Github user sraghunandan commented on a diff in the pull request:
https://github.com/apache/carbondata/pull/2805#discussion_r226926054
--- Diff: docs/configuration-parameters.md ---
@@ -75,7 +75,7 @@ This section provides the details of all the
configurations required for the Car
| carbon.use.multiple.temp.dir | false | When multiple disks are present
in the system, YARN is generally configured with multiple disks to be used as
temp directories for managing the containers. This configuration specifies
whether to use multiple YARN local directories during data loading for disk IO
load balancing.Enable ***carbon.use.local.dir*** for this configuration to take
effect. **NOTE:** Data Loading is an IO intensive operation whose performance
can be limited by the disk IO threshold, particularly during multi table
concurrent data load.Configuring this parameter, balances the disk IO across
multiple disks there by improving the over all load performance. |
| carbon.sort.temp.compressor | (none) | CarbonData writes every
***carbon.sort.size*** number of records to intermediate temp files during data
loading to ensure memory footprint is within limits. These temporary files can
be compressed and written in order to save the storage space. This
configuration specifies the name of compressor to be used to compress the
intermediate sort temp files during sort procedure in data loading. The valid
values are 'SNAPPY','GZIP','BZIP2','LZ4','ZSTD' and empty.
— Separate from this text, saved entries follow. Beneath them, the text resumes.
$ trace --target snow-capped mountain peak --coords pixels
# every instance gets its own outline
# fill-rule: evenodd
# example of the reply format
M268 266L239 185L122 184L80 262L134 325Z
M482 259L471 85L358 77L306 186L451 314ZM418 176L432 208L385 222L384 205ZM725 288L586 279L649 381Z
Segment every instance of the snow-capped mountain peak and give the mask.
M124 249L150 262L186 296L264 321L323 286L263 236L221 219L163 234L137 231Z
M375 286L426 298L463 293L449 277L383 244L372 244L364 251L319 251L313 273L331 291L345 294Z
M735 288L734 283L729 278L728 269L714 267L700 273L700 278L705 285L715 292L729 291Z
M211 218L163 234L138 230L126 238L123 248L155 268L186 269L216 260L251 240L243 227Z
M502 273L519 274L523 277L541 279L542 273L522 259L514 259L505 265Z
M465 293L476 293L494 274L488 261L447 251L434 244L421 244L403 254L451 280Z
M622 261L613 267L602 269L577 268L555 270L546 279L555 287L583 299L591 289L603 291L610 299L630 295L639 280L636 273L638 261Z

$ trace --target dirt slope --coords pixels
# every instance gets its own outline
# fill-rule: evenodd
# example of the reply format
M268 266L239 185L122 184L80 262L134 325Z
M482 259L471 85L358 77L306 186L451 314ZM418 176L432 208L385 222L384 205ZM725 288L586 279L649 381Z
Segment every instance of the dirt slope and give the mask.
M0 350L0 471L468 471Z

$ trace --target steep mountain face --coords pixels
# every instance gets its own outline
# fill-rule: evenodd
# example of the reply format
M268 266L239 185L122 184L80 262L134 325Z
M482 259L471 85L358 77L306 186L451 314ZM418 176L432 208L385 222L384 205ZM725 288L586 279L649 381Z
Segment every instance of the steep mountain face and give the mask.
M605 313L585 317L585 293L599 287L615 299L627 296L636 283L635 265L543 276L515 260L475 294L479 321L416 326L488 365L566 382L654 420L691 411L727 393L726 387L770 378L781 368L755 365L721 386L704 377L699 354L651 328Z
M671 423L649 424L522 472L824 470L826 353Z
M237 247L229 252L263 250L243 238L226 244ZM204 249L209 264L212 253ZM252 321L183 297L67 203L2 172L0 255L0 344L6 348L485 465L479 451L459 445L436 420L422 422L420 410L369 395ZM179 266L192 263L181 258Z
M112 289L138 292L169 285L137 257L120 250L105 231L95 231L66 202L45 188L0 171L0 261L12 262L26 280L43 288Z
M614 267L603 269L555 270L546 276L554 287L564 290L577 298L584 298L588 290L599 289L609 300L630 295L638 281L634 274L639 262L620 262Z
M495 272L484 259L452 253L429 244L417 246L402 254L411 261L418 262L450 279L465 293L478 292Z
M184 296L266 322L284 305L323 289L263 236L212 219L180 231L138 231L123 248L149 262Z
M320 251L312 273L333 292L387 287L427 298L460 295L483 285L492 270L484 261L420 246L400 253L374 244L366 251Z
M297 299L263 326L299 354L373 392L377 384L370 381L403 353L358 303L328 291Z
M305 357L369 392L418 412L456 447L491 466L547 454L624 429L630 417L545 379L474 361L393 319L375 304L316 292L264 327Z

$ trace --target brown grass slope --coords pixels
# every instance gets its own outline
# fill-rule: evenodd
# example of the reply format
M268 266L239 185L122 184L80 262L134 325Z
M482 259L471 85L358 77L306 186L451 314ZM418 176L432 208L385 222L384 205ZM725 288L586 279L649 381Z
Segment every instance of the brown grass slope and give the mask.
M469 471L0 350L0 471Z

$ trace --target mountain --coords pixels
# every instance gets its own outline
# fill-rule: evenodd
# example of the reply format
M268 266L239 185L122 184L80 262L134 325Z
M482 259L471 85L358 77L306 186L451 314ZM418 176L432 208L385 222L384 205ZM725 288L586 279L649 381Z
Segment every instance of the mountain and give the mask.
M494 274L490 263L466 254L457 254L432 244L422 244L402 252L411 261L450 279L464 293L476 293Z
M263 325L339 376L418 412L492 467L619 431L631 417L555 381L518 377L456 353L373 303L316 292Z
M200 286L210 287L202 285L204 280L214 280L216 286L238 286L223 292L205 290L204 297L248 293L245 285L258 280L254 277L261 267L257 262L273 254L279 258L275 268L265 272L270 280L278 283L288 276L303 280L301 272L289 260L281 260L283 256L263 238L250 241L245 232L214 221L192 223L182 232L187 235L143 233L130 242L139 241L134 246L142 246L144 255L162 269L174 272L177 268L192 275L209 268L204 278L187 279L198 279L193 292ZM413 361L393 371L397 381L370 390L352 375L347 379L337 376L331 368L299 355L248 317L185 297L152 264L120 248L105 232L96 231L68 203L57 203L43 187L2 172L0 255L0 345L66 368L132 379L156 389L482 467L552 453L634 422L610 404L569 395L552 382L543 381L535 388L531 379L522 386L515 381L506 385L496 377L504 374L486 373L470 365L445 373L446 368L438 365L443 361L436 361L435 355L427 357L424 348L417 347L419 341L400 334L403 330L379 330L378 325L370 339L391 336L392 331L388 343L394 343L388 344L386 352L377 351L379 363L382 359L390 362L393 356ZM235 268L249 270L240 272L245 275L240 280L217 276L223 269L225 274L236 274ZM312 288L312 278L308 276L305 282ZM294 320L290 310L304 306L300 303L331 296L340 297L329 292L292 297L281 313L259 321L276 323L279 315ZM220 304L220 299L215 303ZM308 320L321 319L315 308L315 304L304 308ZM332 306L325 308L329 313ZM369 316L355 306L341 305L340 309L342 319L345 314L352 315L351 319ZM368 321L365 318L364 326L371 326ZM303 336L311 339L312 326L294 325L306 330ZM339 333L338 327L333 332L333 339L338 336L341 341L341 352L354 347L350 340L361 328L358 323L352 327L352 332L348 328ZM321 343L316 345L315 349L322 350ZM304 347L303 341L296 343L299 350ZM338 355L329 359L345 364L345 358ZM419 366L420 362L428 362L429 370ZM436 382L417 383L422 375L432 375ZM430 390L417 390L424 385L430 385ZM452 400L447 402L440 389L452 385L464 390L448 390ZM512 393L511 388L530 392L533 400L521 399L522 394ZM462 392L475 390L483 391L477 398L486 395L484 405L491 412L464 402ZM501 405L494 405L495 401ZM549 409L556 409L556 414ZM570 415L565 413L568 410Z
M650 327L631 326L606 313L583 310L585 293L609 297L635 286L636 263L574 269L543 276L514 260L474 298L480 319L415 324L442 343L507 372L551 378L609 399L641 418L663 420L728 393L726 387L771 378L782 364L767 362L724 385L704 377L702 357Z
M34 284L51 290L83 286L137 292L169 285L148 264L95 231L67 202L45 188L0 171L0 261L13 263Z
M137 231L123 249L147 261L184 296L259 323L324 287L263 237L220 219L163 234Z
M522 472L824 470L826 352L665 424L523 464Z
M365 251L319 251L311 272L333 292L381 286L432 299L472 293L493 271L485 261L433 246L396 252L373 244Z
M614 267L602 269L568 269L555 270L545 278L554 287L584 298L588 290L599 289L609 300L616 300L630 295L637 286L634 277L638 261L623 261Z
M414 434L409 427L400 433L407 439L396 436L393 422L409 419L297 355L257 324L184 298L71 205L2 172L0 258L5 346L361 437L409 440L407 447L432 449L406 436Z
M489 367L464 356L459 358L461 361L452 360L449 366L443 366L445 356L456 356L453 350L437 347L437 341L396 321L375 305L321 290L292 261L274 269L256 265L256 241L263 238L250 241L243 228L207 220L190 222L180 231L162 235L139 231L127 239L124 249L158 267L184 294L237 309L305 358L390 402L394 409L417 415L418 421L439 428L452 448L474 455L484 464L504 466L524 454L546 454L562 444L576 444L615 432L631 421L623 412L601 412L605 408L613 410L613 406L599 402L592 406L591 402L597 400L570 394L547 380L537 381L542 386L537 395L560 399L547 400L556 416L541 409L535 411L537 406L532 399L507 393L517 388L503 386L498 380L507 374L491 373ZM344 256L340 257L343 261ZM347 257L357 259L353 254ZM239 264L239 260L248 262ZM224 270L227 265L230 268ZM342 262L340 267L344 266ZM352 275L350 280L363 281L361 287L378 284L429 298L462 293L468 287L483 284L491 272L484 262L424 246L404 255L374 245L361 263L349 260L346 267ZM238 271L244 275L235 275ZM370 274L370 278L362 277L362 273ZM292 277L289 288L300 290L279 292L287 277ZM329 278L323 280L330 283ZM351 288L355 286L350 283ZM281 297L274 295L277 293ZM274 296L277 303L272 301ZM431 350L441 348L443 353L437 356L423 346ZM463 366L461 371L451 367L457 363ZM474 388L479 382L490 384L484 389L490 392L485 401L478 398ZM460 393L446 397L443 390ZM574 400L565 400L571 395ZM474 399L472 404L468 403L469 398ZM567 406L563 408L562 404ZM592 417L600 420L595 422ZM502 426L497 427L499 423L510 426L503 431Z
By default, empty
means that Carbondata will not compress the sort temp files. **NOTE:**
Compressor will be useful if you encounter disk bottleneck.Since the data needs
to be compressed and decompressed,it involves additional CPU cycles,but is
compensated by the high IO throughput due to less data to be written or read
from the disks. |
| carbon.load.skewedDataOptimization.enabled | false | During data
loading,CarbonData would divide the number of blocks equally so as to ensure
all executors process same number of blocks. This mechanism satisfies most of
the scenarios and ensures maximum parallel processing for optimal data loading
performance.In some business scenarios, there might be scenarios where the size
of blocks vary significantly and hence some executors would have to do more
work if they get blocks containing more data. This configuration enables size
based block allocation strategy for data loading. When loading, carbondata will
use file size based block allocation strategy for task distribution. It will
make sure that all the executors process the same size of data.**NOTE:** This
configuration is useful if the size of your input data files varies widely, say
1MB to 1GB.For this configuration to work effectively,knowing the data pattern
and size is important and necessary. |
-| carbon.load.min.size.enabled | false | During Data Loading, CarbonData
would divide the number of files among the available executors to parallelize
the loading operation. When the input data files are very small, this action
causes to generate many small carbondata files. This configuration determines
whether to enable node minumun input data size allocation strategy for data
loading.It will make sure that the node load the minimum amount of data there
by reducing number of carbondata files.**NOTE:** This configuration is useful
if the size of the input data files are very small, like 1MB to 256MB.Refer to
***load_min_size_inmb*** to configure the minimum size to be considered for
splitting files among executors. |
+| carbon.load.min.size.enabled | false | During Data Loading, CarbonData
would divide the number of files among the available executors to parallelize
the loading operation. When the input data files are very small, this action
causes to generate many small carbondata files. This configuration determines
whether to enable node minumun input data size allocation strategy for data
loading. It will make sure that the nodes load the minimum amount of data there
by reducing number of carbondata files.**NOTE:** This configuration is useful
if the size of the input data files are very small, like 1MB to 256MB.Refer to
***load_min_size_inmb*** to configure the minimum size to be considered for
splitting files among executors. |
--- End diff --
add space after full stops
---